Conserver un hydrolat, son vrai point faible

Voilà le sujet que les fiches produits abrègent. Un distillat végétal reste un milieu aqueux faiblement chargé en molécules actives, et cela suffit à en faire un terrain de culture.

Les travaux de Cécile Labadie et de ses collaborateurs, publiés dans Food Research International en 2015, ont porté sur 22 échantillons d’hydrolats de fleur d’oranger, de rose de Damas et de rose centifolia : ces eaux hébergent un microbiote d’altération hétérogène. La thèse associée chiffre la vitesse du phénomène, avec des populations d’un million à dix millions d’unités formant colonie par millilitre en quelques jours à température ambiante, et une croissance encore observée jusqu’à trois mois à 5 °C.

L’explication tient aux sucres entraînés pendant la distillation, qui nourrissent des bactéries des genres Pseudomonas et Burkholderia. Les composés volatils présents restent trop peu concentrés pour assainir quoi que ce soit. Un second article des mêmes auteurs, paru dans le Journal of Applied Microbiology en 2016, a examiné le devenir et la maîtrise des micro-organismes pathogènes et d’altération dans ces mêmes eaux.

  • Un flacon opaque ou ambré, refermé aussitôt, tenu à l’abri de la lumière
  • Le réfrigérateur dès l’ouverture, sans exception pendant l’été
  • Des mains propres, jamais un doigt ni un coton replongé dans le goulot
  • La date d’ouverture notée au marqueur directement sur l’étiquette

Le froid ralentit, il ne protège pas. Trois signaux imposent de jeter le flacon sans hésiter : un voile ou des filaments en suspension, un trouble laiteux dans un liquide auparavant limpide, une odeur qui tourne, aigre ou fermentée. La conservation d’un hydrolat distillé à la maison est encore plus courte, faute de conditionnement stérile : quelques jours au réfrigérateur, pas davantage.

Précautions et cas particuliers à connaître

La douceur de ces eaux ne les rend pas anodines pour autant.

  • Nourrissons et jeunes enfants, aucun usage sans l’avis d’un professionnel de santé
  • Grossesse et allaitement, même règle, l’avis médical prime sur l’usage traditionnel
  • Usage interne, cas particulier réservé aux distillats déclarés alimentaires et encadré par un professionnel
  • Peau lésée, eczéma ou allergie connue, test au pli du coude 48 heures avant la première application

Aucun de ces produits ne remplace un traitement ni un diagnostic. Un symptôme qui dure appelle un médecin ou un pharmacien, pas un flacon supplémentaire.

Un point mérite enfin d’être connu sur le label bio. Le référentiel COSMOS range ces distillats parmi les ingrédients agricoles transformés physiquement, au même titre que les huiles végétales et les huiles essentielles, et exclut l’eau du calcul du pourcentage d’ingrédients biologiques. Un taux modeste affiché sur un flacon d’eau aromatique ne signale donc aucune tromperie. Notre comparatif des labels de cosmétique bio détaille ces règles de calcul, souvent mal comprises.
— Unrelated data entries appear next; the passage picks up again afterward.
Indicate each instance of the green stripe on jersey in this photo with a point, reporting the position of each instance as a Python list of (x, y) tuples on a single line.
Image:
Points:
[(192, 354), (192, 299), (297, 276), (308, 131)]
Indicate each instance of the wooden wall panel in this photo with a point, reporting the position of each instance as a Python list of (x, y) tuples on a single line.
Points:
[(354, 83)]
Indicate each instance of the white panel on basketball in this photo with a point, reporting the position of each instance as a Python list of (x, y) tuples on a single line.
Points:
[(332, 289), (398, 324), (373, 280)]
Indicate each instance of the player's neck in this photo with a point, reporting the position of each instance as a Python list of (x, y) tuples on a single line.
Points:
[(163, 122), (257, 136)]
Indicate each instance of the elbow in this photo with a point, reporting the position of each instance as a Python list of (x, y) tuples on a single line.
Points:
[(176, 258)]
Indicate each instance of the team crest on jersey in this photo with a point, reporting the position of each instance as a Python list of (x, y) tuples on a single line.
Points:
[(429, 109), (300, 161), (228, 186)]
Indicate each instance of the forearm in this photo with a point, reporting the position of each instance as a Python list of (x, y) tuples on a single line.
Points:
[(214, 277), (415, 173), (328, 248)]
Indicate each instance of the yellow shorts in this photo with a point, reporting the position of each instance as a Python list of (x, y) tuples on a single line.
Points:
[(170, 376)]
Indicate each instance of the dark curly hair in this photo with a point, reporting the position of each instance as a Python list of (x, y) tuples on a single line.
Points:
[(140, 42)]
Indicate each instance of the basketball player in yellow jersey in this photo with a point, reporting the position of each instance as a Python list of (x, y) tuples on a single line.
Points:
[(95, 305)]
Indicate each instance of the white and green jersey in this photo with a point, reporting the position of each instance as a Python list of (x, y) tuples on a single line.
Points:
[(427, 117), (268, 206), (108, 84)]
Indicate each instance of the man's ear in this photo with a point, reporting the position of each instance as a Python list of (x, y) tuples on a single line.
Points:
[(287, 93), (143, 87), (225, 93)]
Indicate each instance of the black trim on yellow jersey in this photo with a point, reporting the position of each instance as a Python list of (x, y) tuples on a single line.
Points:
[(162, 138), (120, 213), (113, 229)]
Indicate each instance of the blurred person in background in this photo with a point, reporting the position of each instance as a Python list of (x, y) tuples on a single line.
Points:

Le premier flacon, en pratique

Choisissez une seule plante, un contenant de 200 millilitres au maximum, un producteur qui date sa distillation et nomme son certificateur. Rangez le flacon au réfrigérateur dès la première ouverture, notez la date sur l’étiquette, videz-le en six à huit semaines. Vous saurez alors si ce geste mérite une place durable dans votre salle de bain.